Paul voyait donc, à Éphèse, s’ouvrir devant lui « une porte grande et puissante[326] ». Mais il reconnaissait en même temps, et non sans tristesse : « Ceux qui s’opposent sont nombreux. » Les contradictions, les pièges, l’acharnement, la furie de ses adversaires lui avaient suggéré ce mot terrible : « Quand, à Éphèse, j’ai combattu les bêtes féroces, qu’y ai-je gagné, si les morts ne ressuscitent point[327] ? » Et nous devinons qu’il avait contre lui les Juifs implacables, les païens dévots, les faux frères qui s’évertuent à diviser et à tromper les fidèles, en attendant l’émeute de la populace déchaînée par les trafiquants du temple d’Artémis.

[326] Cor. XVI, 9.

[327] Id.

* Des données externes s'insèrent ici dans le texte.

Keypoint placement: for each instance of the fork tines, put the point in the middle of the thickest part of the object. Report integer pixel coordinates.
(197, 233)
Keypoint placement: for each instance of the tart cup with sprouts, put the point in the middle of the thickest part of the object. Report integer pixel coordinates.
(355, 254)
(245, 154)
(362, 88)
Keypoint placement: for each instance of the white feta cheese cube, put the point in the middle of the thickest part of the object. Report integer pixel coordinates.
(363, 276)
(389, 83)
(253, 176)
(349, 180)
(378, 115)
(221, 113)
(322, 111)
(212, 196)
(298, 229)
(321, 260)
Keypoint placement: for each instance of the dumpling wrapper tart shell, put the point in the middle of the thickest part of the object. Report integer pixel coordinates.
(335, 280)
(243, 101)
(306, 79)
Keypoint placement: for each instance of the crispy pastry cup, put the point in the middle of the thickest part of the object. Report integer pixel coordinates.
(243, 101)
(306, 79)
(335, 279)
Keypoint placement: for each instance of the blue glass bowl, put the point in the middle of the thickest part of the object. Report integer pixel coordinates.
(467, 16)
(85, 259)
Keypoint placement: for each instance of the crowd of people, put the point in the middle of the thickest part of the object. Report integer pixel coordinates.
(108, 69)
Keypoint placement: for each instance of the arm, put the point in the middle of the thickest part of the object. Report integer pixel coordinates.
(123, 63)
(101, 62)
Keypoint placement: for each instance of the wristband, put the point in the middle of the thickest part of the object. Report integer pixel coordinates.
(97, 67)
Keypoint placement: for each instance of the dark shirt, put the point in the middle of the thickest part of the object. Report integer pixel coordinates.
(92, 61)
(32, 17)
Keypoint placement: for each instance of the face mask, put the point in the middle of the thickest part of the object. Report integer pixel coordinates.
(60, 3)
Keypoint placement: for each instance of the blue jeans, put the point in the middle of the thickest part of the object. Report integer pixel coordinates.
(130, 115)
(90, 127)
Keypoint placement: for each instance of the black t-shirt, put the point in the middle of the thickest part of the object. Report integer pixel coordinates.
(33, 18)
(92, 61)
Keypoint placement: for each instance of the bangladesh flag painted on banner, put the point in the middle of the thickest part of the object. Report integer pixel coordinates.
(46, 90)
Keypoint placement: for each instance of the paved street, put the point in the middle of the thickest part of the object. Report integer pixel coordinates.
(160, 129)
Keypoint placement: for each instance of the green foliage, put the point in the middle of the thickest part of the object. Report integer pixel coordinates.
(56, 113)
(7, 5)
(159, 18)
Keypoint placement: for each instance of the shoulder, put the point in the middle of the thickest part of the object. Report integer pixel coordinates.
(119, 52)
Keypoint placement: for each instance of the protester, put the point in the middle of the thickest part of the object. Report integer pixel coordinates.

XV, 32.

Pour l’heure, outre ses luttes immédiates, il soutenait le tourment de savoir, dans les autres églises, en Galatie et à Corinthe, son œuvre calomniée, déchirée, menacée d’un désastre.

De Corinthe, il reçut d’une chrétienne, Chloé, dont les gens vinrent à Éphèse[328], des nouvelles si alarmantes qu’il se disposait à courir en Achaïe. Sa présence éteindrait les scandales, remettrait au milieu de ces turbulents l’unité dans l’esprit du Christ.

[328] Id. I, 11.

Cependant, il voulait « rester à Éphèse jusqu’à la Pentecôte ». Il dépêcha aux Corinthiens Timothée avec Érastos chargés d’un message d’une admirable vigueur, sa première épître, où il réprouve les divisions des sectes, le libertinage, le désordre spirituel, et donne un ensemble de doctrines vital pour l’Église de tous les temps.

Les Corinthiens ont été comblés de dons inévaluables, puisque le témoignage du Seigneur mis en croix est fermement établi parmi eux. Qu’ils attendent en paix sa Parousie, sans chercher, comme les païens, la sagesse du monde. Ce qui est sagesse selon le monde est folie devant le Christ ; entre le monde et Dieu nul compromis n’est possible ; et « la folie de Dieu » confond la sagesse des hommes.

La parole de l’Esprit, la vie de l’Esprit, l’homme spirituel, et non le charnel la comprend. Paul, comme tous les Apôtres, n’est qu’un témoin, un dispensateur. Que les fidèles n’aillent donc pas dire : « Je suis à Paul », ou bien : « Je suis à Apollos », ou : « à Céphas »[329]. Est-ce que Paul a été crucifié pour le salut des hommes ?

[329] Il ne faudrait pas conclure de ce mot que Pierre évangélisa Corinthe. Eusèbe l’a supposé ; mais on n’en a aucune preuve. Paul veut dire exclusivement que des groupes de fidèles prétendaient suivre Pierre, comme le premier des Apôtres.